A pesar de que ha habido una mejora en materia de viviendas en los últimos diez años, según los datos de los Censos 2001 y 2010, el esfuerzo del Gobierno no ha seguido un patrón claro en términos de la distribución de fondos entre jurisdicciones. Por un lado, se observa que entre las jurisdicciones con mayor reducción de viviendas inadecuadas en la década, como Corrientes, Jujuy y Formosa, están entre las de menor construcción de viviendas per capita por el sector público nacional en los últimos ocho años. Detrás de esto se encuentra el reparto discrecional de los fondos de vivienda que realiza el Gobierno Central, que cobró protagonismo en materia habitacional a través de los Planes Federales. Es así que la persistencia del déficit habitacional y las falencias en la asignación de los fondos públicos destinados a reducirlo generan serias dudas sobre las posibilidades de mejora a largo plazo.

En este sentido, los Objetivos de Desarrollo del Milenio (ODM) plantean una serie de metas a ser alcanzadas para el año 2015, entre ellas la de disminuir la proporción de hogares que habitan viviendas deficientes, y aquellos que denotan carencias de servicios de agua corriente y red cloacal (ODM 7). El Gobierno Argentino fijó como meta reducir a la mitad la proporción de hogares residentes en viviendas deficitarias y en condiciones de tenencia irregular, y en dos terceras partes la proporción de la población sin acceso a agua potable y a desagües cloacales entre los años 1990 y 2015. La posibilidad de cumplir con estas metas es analizada a partir de la evolución desde 1990 y de cuál sería la tendencia de continuar con igual ritmo.
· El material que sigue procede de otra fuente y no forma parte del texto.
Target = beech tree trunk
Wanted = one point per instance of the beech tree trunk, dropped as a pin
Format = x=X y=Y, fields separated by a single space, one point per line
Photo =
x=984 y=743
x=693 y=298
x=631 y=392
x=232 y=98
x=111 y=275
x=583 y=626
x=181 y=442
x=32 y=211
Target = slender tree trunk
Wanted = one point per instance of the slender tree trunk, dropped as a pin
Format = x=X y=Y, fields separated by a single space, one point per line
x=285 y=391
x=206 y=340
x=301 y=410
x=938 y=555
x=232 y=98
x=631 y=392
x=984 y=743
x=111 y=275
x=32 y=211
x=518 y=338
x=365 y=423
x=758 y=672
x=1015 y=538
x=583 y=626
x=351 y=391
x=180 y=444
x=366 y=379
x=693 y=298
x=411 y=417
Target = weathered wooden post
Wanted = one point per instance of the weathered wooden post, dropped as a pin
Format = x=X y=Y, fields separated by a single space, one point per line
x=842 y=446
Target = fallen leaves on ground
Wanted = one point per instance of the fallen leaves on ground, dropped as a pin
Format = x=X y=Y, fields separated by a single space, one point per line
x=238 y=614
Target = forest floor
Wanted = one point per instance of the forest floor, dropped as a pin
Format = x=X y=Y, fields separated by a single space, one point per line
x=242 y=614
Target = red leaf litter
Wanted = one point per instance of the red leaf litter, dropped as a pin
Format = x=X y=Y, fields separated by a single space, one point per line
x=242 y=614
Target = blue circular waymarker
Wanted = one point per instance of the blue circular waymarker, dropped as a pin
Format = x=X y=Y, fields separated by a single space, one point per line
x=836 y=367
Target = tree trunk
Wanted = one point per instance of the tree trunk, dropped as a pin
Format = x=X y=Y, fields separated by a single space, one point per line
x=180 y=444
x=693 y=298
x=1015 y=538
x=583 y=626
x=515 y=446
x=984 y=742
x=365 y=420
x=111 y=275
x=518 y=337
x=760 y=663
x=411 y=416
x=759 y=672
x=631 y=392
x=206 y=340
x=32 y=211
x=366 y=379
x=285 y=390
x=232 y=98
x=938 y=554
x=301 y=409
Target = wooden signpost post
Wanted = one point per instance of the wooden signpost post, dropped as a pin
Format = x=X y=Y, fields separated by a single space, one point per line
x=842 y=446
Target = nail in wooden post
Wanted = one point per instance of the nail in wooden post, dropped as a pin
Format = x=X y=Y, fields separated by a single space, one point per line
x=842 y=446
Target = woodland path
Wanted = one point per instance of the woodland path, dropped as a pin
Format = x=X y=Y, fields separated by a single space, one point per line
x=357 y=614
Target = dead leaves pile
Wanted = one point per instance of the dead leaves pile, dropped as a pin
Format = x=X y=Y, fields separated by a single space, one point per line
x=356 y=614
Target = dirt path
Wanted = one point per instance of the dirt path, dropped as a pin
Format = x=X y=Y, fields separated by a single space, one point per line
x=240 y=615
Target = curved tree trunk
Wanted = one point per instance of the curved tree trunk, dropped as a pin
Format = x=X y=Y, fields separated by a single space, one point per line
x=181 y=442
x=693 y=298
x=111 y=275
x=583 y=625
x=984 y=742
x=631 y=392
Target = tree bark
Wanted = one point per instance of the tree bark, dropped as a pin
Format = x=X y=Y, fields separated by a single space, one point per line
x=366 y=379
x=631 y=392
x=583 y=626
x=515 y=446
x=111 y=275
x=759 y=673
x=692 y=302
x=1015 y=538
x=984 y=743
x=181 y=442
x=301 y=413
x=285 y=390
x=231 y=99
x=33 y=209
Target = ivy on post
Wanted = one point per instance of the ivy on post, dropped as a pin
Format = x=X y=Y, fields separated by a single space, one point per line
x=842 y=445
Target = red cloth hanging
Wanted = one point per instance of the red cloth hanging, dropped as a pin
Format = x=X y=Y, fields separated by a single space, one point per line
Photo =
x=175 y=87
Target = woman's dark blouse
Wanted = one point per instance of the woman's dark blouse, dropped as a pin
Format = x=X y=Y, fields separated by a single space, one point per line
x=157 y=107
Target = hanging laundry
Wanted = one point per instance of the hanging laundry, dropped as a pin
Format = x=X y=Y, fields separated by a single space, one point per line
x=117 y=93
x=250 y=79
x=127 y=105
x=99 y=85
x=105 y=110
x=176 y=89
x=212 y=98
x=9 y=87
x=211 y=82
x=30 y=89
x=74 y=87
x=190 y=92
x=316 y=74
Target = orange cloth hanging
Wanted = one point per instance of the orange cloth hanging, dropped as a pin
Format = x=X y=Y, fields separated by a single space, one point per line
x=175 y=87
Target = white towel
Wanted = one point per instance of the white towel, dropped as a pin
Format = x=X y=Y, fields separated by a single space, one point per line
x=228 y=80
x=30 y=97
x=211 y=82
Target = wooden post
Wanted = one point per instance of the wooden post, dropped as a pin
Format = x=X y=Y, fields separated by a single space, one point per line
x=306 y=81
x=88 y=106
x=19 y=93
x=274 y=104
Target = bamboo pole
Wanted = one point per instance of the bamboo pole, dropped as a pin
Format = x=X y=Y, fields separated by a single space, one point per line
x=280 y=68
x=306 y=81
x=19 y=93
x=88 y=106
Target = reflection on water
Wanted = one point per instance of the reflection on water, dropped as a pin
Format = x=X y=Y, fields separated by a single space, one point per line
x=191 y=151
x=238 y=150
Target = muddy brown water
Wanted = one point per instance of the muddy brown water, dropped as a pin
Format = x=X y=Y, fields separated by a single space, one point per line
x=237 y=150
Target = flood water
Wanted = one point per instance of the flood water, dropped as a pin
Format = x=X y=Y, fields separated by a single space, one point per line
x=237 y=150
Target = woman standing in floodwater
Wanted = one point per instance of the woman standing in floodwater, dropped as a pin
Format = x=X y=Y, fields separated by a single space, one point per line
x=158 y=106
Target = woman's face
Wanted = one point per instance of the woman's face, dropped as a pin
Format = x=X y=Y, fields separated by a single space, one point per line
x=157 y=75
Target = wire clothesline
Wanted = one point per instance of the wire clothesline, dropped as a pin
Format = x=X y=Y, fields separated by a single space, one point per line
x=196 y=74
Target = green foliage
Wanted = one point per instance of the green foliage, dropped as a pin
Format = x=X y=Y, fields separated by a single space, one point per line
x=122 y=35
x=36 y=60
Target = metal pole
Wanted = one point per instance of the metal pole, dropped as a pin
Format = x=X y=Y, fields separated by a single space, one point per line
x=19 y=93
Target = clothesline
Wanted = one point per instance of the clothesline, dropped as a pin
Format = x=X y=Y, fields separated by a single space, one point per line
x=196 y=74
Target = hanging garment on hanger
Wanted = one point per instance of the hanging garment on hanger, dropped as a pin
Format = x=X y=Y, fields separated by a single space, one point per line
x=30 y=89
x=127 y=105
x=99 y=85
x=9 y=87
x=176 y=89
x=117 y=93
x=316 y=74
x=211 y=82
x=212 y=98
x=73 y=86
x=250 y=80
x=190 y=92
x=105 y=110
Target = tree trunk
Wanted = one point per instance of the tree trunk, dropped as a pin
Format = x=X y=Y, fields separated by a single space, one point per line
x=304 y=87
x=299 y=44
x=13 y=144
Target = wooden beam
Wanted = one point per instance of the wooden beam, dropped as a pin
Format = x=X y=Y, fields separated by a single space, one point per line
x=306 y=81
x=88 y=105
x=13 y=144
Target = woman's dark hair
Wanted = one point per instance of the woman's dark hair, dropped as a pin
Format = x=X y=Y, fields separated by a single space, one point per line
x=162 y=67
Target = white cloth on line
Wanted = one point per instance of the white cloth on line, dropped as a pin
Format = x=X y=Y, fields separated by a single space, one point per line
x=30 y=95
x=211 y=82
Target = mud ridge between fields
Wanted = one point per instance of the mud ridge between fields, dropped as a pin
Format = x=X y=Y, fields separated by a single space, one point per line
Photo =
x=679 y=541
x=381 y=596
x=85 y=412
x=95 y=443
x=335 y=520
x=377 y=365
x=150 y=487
Sin posibilidad de analizar el indicador necesario para la evaluación de la meta en términos de vivienda debido a que sólo están disponibles una serie de tabuladosespecíficos del Censo 2010, una primera aproximación podría estar dada por la evolución de la proporción de viviendas inadecuadas. Según el mismo, prácticamente todas las provincias estarían alcanzando la meta en 2015, con excepción de Buenos Aires y Tierra del Fuego, que sólo han reducido la incidencia de viviendas inadecuadas en 24% y 38% respectivamente entre 1991 y 2010.
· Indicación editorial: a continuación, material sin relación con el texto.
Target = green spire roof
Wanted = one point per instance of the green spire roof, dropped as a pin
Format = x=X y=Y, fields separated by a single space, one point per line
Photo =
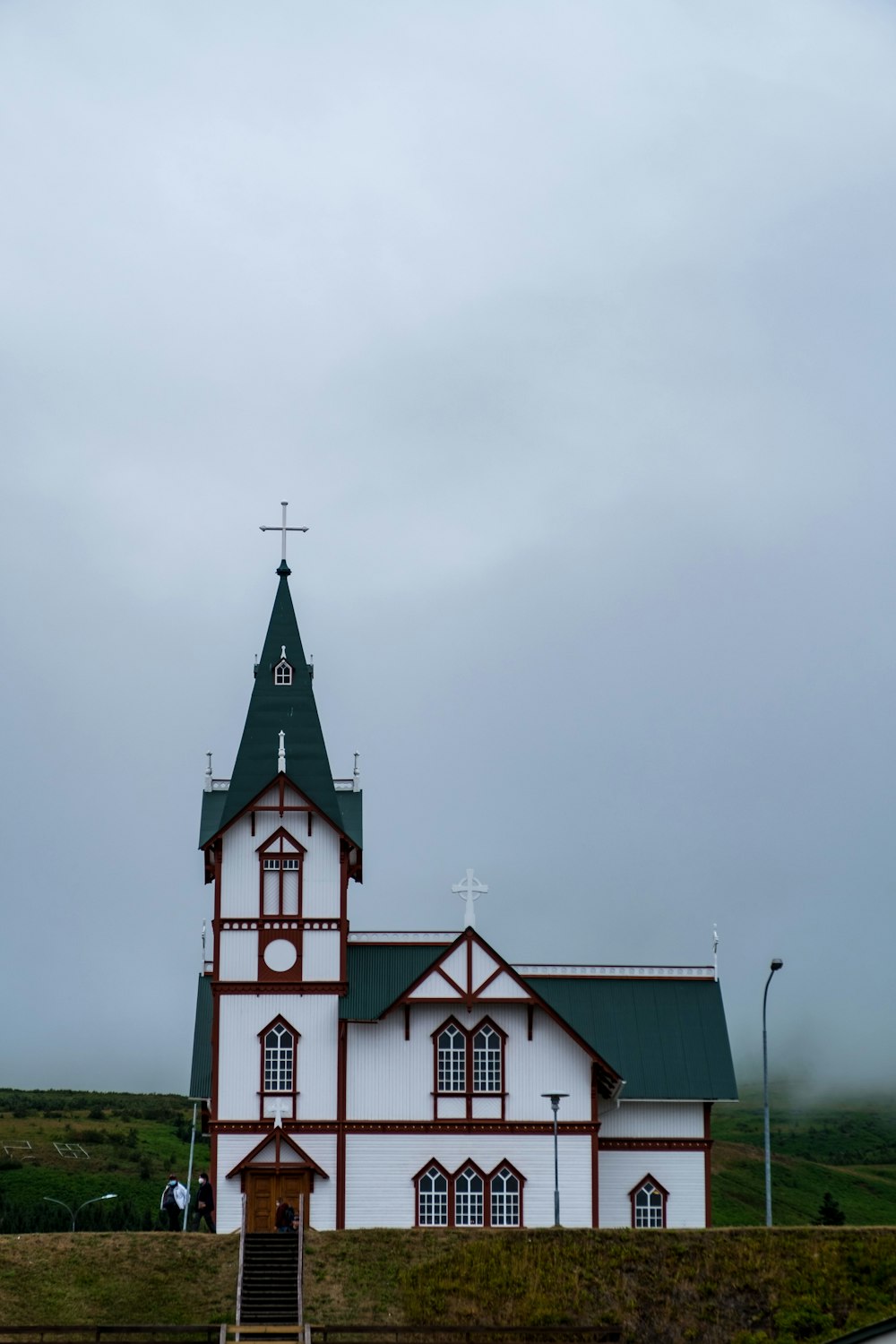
x=282 y=709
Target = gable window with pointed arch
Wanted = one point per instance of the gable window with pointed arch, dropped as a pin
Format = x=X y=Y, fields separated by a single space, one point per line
x=468 y=1196
x=469 y=1062
x=282 y=669
x=279 y=1070
x=649 y=1201
x=280 y=862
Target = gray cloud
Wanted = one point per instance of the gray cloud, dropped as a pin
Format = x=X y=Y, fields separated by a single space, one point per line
x=570 y=332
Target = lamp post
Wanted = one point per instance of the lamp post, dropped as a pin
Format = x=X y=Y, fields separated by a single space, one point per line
x=775 y=965
x=555 y=1105
x=74 y=1212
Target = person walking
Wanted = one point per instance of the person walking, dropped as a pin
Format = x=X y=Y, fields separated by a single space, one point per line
x=174 y=1202
x=204 y=1203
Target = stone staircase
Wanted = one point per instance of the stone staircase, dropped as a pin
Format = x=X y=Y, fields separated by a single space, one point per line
x=271 y=1279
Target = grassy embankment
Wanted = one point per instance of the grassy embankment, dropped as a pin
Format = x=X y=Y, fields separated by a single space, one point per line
x=739 y=1287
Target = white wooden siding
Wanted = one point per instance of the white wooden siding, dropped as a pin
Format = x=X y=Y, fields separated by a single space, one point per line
x=650 y=1120
x=681 y=1174
x=320 y=954
x=392 y=1078
x=382 y=1168
x=231 y=1148
x=238 y=952
x=242 y=1018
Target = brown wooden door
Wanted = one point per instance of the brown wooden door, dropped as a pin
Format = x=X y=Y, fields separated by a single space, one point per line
x=265 y=1187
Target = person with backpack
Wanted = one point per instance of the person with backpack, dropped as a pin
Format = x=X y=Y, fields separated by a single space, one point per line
x=174 y=1202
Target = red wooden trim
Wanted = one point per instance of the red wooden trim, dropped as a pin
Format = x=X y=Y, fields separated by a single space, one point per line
x=341 y=1074
x=595 y=1155
x=287 y=986
x=707 y=1161
x=401 y=1126
x=656 y=1145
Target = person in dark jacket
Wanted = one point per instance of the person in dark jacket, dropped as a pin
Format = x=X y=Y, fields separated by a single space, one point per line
x=204 y=1203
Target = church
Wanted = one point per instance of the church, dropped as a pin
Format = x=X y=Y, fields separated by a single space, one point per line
x=419 y=1080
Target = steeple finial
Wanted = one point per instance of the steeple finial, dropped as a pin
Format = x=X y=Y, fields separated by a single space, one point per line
x=284 y=567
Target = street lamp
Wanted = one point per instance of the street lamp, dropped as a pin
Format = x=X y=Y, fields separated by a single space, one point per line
x=555 y=1105
x=775 y=965
x=74 y=1214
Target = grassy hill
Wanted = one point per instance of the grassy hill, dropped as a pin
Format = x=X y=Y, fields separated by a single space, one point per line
x=740 y=1287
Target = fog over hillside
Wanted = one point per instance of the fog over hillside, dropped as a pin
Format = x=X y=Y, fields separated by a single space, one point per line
x=567 y=330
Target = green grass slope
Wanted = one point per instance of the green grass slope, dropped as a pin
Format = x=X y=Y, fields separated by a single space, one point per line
x=740 y=1287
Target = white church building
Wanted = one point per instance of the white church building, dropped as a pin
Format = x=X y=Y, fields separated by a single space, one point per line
x=400 y=1080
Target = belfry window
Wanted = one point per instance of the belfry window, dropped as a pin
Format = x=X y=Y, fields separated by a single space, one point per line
x=281 y=875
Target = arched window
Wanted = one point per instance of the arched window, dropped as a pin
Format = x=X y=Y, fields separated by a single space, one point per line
x=649 y=1203
x=280 y=1054
x=487 y=1059
x=433 y=1198
x=452 y=1059
x=505 y=1199
x=468 y=1199
x=281 y=875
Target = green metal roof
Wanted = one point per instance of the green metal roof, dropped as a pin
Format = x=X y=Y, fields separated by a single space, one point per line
x=201 y=1073
x=211 y=814
x=292 y=710
x=667 y=1038
x=379 y=972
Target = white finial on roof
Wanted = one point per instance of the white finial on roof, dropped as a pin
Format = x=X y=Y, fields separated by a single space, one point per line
x=469 y=890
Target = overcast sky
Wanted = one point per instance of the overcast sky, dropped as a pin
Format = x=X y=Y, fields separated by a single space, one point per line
x=568 y=330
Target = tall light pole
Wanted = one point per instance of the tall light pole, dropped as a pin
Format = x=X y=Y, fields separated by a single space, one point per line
x=74 y=1212
x=775 y=965
x=555 y=1105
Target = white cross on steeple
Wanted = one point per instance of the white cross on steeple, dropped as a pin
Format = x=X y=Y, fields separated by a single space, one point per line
x=282 y=529
x=469 y=890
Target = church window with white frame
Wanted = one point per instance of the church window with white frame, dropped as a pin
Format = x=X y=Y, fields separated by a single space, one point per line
x=468 y=1199
x=433 y=1198
x=487 y=1061
x=452 y=1059
x=280 y=1059
x=649 y=1203
x=505 y=1199
x=281 y=875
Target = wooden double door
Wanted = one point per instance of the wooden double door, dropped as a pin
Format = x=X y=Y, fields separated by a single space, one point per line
x=265 y=1187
En promedio, la meta ya ha sido alcanzada, con una reducción de 57%. En cuanto a agua y cloacas, la variación de la proporción de hogares sin acceso entre 1991 y 2010 indica que, en lo que concierne a agua corriente, sólo cuatro jurisdicciones ya han cumplido con las metas planteadas por los ODM (CABA, San Luis, Jujuy y Santa Cruz) y, de seguir con igual ritmo, se espera que una decena más las alcancen hacia el año 2015, totalizando más de la mitad de jurisdicciones del país. Sin embargo, en promedio en el país, no se espera cumplir la meta estipulada, promedio influido por lo que ocurre en la provincia de Buenos Aires, donde la falta de cobertura sólo ha mermado 40%. En el caso del servicio de cloacas, la situación es más crítica.
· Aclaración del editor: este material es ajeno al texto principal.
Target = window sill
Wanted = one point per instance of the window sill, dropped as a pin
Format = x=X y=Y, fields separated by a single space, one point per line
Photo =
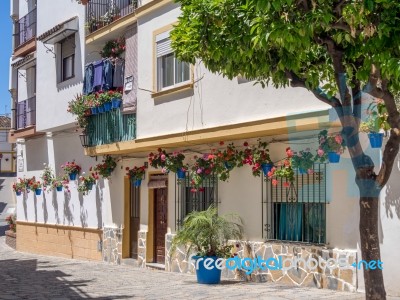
x=178 y=89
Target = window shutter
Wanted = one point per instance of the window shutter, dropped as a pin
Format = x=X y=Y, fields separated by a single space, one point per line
x=164 y=47
x=163 y=43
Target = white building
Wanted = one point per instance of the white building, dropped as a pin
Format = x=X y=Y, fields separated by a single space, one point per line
x=175 y=106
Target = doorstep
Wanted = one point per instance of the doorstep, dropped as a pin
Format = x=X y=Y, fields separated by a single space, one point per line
x=155 y=266
x=130 y=262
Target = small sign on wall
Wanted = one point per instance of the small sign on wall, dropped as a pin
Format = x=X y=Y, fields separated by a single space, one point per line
x=128 y=83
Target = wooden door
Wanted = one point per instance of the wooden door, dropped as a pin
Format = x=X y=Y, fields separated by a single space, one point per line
x=160 y=226
x=134 y=220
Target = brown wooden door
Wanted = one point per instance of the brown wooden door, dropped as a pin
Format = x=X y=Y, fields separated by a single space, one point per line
x=160 y=226
x=134 y=220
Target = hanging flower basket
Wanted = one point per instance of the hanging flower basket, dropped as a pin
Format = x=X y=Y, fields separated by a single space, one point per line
x=333 y=157
x=266 y=167
x=116 y=103
x=375 y=139
x=72 y=176
x=181 y=173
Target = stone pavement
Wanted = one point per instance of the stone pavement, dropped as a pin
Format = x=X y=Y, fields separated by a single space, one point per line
x=28 y=276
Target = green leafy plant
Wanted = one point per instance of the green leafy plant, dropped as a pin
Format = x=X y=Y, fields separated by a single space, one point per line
x=207 y=233
x=47 y=177
x=86 y=183
x=329 y=143
x=136 y=173
x=377 y=118
x=106 y=167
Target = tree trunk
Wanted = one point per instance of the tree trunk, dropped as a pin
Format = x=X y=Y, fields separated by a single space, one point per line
x=370 y=251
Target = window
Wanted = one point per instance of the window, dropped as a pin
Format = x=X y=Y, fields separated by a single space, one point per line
x=170 y=71
x=186 y=201
x=67 y=58
x=297 y=213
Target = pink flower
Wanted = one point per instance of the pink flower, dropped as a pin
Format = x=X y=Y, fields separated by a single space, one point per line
x=286 y=184
x=338 y=139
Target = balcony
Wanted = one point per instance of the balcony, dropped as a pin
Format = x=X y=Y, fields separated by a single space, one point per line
x=25 y=34
x=111 y=127
x=100 y=13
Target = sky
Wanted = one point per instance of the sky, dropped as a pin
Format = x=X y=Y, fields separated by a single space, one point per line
x=5 y=53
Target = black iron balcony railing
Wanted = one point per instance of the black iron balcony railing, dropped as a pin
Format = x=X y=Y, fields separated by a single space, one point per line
x=111 y=127
x=26 y=113
x=25 y=28
x=100 y=13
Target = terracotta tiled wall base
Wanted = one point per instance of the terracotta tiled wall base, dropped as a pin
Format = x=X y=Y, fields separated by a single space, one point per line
x=55 y=240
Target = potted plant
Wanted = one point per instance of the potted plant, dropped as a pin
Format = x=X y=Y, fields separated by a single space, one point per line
x=258 y=157
x=285 y=170
x=71 y=169
x=375 y=123
x=106 y=167
x=86 y=182
x=207 y=234
x=19 y=186
x=61 y=182
x=37 y=187
x=136 y=174
x=47 y=177
x=330 y=147
x=303 y=161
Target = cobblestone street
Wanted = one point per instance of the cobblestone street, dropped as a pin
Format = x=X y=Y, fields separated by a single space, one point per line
x=26 y=276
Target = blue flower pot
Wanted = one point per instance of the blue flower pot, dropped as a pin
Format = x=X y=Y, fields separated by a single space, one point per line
x=181 y=174
x=266 y=168
x=116 y=103
x=72 y=176
x=107 y=106
x=228 y=166
x=302 y=171
x=100 y=109
x=333 y=157
x=204 y=275
x=375 y=139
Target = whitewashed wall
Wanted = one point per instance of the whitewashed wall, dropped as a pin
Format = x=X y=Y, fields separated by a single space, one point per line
x=52 y=98
x=215 y=100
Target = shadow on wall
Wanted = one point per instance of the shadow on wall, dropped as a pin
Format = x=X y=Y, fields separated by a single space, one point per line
x=46 y=284
x=83 y=212
x=99 y=200
x=67 y=210
x=392 y=197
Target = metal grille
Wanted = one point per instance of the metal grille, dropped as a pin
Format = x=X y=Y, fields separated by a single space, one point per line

A nivel país, la falta de cobertura se ha reducido tan sólo un cuarto entre 1991 y 2010, y en este caso también es previsible que no se llegue a los dos tercios de reducción para 2015. Hasta el momento, sólo dos jurisdicciones han cumplido la meta (CABA y Santa Cruz), y otras tres se perfilan con posibilidades de alcanzarla hasta 2015 (Tierra del Fuego, Neuquén y Chubut). Es decir, 19 de las 24 jurisdicciones del país no estarían en condiciones de alcanzar los ODM en términos de mejora de la cobertura de cloacas. Esto se suma al elevado nivel preexistente de privaciones al respecto, arrojando un panorama poco alentador.

En síntesis, a pesar de que no puede negarse que ha habido avances en términos de vivienda e infraestructura social en los últimos veinte años, no han sido suficientes para asegurar la consecución de los objetivos de largo plazo establecidos por la comunidad internacional. Más preocupante es la situación si se observan las grandes brechas que oculta el promedio nacional, con jurisdicciones en donde las carencias son mucho más pronunciadas que en otras. En términos de infraestructura social, los mayores problemas se presentan en la cobertura de cloacas, y hacia allí deberían dirigirse los mayores esfuerzos.